CURZIO MALAPARTE. I NODI IRRISOLTI DI UN PERSONAGGIO ECLETTICO

Curzio Malaparte fu un personaggio davvero eclettico: ufficiale di guerra, giornalista, saggista, romanziere. Ed anche regista: nel 1951 diresse, infatti, Il Cristo proibito, suo unico film, di cui curò anche il soggetto e la sceneggiatura.

    Siamo alla fine della seconda guerra mondiale: Bruno (Raf Vallone), dopo una pesante prigionia in Russia, torna nel suo paese natale, portando con se’ odio e rancore. Vuole a tutti i costi vendicare la morte del fratello partigiano, ucciso dai tedeschi a seguito di una soffiata.

    Mosso da un primordiale – quasi animalesco – istinto, egli si mette alla ricerca del delatore, ma la famiglia ed i compaesani – stanchi di ulteriori morti e rappresaglie – gli fanno muro.

    La vicenda comincia ad assumere connotati biblici: una sera, infatti, Bruno si confronta con il vecchio del paese, un caritatevole falegname, che tenta di spiegargli le ragioni del mutismo della gente.

    Di fronte al perseverare del protagonista, il falegname accusa se stesso, sacrificandosi al posto del colpevole: Bruno prontamente lo finisce, ma quando rientra a casa incontra la madre che, alla vista del sangue, si lascia sfuggire il nome del vero delatore. Questi, alla fine, sarà però risparmiato da Bruno che aveva già canalizzato il suo odio su un innocente.

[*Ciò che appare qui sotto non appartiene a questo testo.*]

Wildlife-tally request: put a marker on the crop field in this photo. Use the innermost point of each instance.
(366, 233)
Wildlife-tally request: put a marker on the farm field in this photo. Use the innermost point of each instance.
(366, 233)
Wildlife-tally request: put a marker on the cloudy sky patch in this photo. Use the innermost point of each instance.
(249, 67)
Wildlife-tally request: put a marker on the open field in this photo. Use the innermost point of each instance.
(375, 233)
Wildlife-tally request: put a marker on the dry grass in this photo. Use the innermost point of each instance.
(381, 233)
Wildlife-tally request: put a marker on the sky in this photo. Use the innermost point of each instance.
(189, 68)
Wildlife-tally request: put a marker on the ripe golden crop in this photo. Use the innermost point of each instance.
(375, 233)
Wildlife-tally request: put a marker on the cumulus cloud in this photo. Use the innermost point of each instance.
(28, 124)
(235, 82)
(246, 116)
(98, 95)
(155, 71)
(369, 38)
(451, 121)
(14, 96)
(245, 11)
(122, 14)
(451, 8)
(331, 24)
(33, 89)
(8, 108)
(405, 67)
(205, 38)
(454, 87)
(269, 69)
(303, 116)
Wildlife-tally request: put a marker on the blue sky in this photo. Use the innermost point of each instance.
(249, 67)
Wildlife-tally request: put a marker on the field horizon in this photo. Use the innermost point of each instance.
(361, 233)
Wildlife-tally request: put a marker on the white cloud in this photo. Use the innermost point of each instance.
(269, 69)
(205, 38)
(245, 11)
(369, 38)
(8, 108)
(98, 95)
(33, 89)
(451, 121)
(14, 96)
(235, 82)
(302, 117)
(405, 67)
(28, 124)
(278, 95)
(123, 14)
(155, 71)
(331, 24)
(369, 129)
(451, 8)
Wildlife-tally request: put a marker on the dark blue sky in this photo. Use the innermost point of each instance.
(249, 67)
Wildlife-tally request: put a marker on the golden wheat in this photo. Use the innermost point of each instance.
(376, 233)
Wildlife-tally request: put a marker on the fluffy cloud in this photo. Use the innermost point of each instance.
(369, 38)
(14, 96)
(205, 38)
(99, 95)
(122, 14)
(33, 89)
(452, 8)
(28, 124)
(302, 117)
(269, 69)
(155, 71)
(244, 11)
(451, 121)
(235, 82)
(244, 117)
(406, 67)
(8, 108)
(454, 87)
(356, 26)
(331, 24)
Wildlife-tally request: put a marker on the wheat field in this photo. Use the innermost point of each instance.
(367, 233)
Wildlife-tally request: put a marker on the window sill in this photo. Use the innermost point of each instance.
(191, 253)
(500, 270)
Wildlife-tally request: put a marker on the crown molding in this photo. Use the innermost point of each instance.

    L’incontro, così intimo, con la madre – bravissima Rina Morelli – ha un sapore autobiografico: in Mamma marcia, Malaparte racconterà di aver confessato alla mamma morente il senso di colpa con cui conviveva per aver inferto, durante la guerra, il colpo di grazia ad un suo amato ufficiale, perché ferito a morte.

    La madre lo consolerà, riuscendo – come ne Il Cristo proibito – a sciogliere il nodo esistenziale del figlio.

    Questo film venne bocciato dalla critica di sinistra, la quale aveva forse intuito la conversione in atto nel regista: dopo essere stato fascista e comunista, Malaparte si avvicinerà, infatti, al cattolicesimo.

    Ed io penso che sia stata proprio questa spinta interiore a fargli rappresentare cinematograficamente un Cristo che deve essere imitato, con il sacrificio di un innocente che ristabilisce un ordine sociale.